Creative Tooling

DESIGN.md Turns Brand Identity Into a Forkable File

Community projects now package Apple, Stripe and Nike's visual identity into MIT-licensed DESIGN.md files that any coding agent can install to generate on-brand UI.

A brand’s visual identity used to live in a PDF its own design team guarded and, now and then, went to court over. Two GitHub projects suggest that era is closing. VoltAgent’s awesome-design-md, with 97,000-plus stars, and nexu-io’s open-design, with 76,000-plus, ship dozens of plain-text “DESIGN.md” files — recipes scraped from the public CSS of named brands including Apple, Stripe, Ferrari, Nike and Airbnb. Drop one into a project and any coding agent, from Claude Code to Cursor, turns out screens recognizably that brand’s, with no designer in the loop. A brand’s look is becoming a file you fork and install rather than a craft you hire and defend.

Nine headings where a brand book used to be

VoltAgent’s README pitches it plainly: “drop one into your project and let coding agents generate matching UI.” Its 73 files share the same nine headings — color palette, typography, component styles, do’s and don’ts, a prompt guide for the agent — and it’s upfront about the source: “the extracted design tokens represent publicly visible CSS values.” nexu-io’s open-design goes further, bundling 150 such files into a desktop app pitched squarely at Anthropic’s paid Claude Design product. It bills itself as “the open-source Claude Design alternative,” and shipped a release the same day this piece went out.

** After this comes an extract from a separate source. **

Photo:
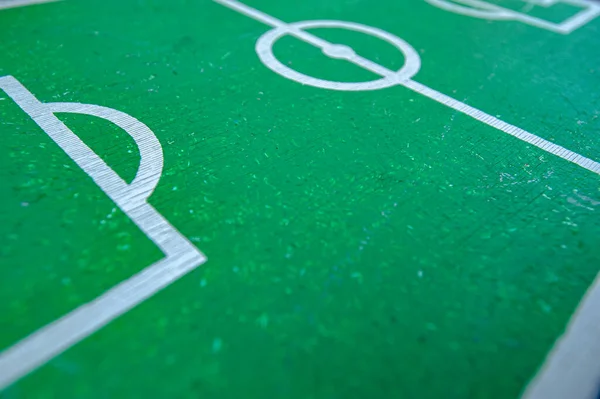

The collapse — from tacit craft to a swappable, openly licensed file — matters more than either project’s star count. A style guide was made once, by people paid to internalize a brand, then defended in review; a DESIGN.md is scraped, forked by strangers, and applied automatically by a tool with no stake in whether it’s faithful or just plausible. It rhymes with how shadcn/ui quietly became AI coding’s default component library: once a spec is the path of least resistance for an agent, it spreads whether or not any design team ever signed off.

A brand's look is becoming a file you fork and install rather than a craft you hire and defend.

“It’s just public CSS” is true, and not the whole story

The strongest defense is baked into the tooling: these are “publicly visible CSS values,” the kind of thing anyone can already see by right-clicking a page and choosing Inspect. Reading a stylesheet and jotting down its color codes is nothing like copying private source or leaked assets — a company that ships its palette in plaintext has, narrowly, already published it. That has real force — probably why these repositories reached tens of thousands of stars without the takedown notices obvious theft would draw. But “publicly visible” and “fair to package and redistribute at scale” aren’t the same claim. That CSS was published so a browser could draw a page, not so a competitor’s agent could spin up an unrelated product borrowing its colors and shapes wholesale. The line describes what was taken; it’s shakier as a defense of taking it this systematically, at no cost to the brands.

A second, more sympathetic case sits beside that tension. Creative Bloq’s reporting on 2026’s homogenization debate describes a default “AI design aesthetic” — the same gradients, glassy panels and centered hero layouts agents fall into when handed no real brief. A strict, opinionated DESIGN.md is one of the few things that reliably breaks the spell: an agent told exactly how Ferrari uses red makes something specific, not generic. So the same file that commodifies a brand may also be the sharpest tool against everything dissolving into sameness.

Nobody is vetting the files an agent trusts by default

What neither defense touches is provenance — where the file came from, and whether it’s even right. Anthropic’s own Claude Design, per TechCrunch’s coverage of its April 2026 launch, builds a brand’s system by “reading their codebase and design files” for that specific team, then hands back a bundle — a process with someone’s name on it and a defined scope. A community DESIGN.md has neither. It’s scraped by an anonymous contributor, merged by a maintainer who may never have touched the brand, and forkable by anyone who wants to change what it claims about, say, Nike’s motion language — with none of the review discipline these communities give their own code. That is the gap worth watching as the repositories keep growing: a brand’s defining artifact circulating with less scrutiny than the code that reads it.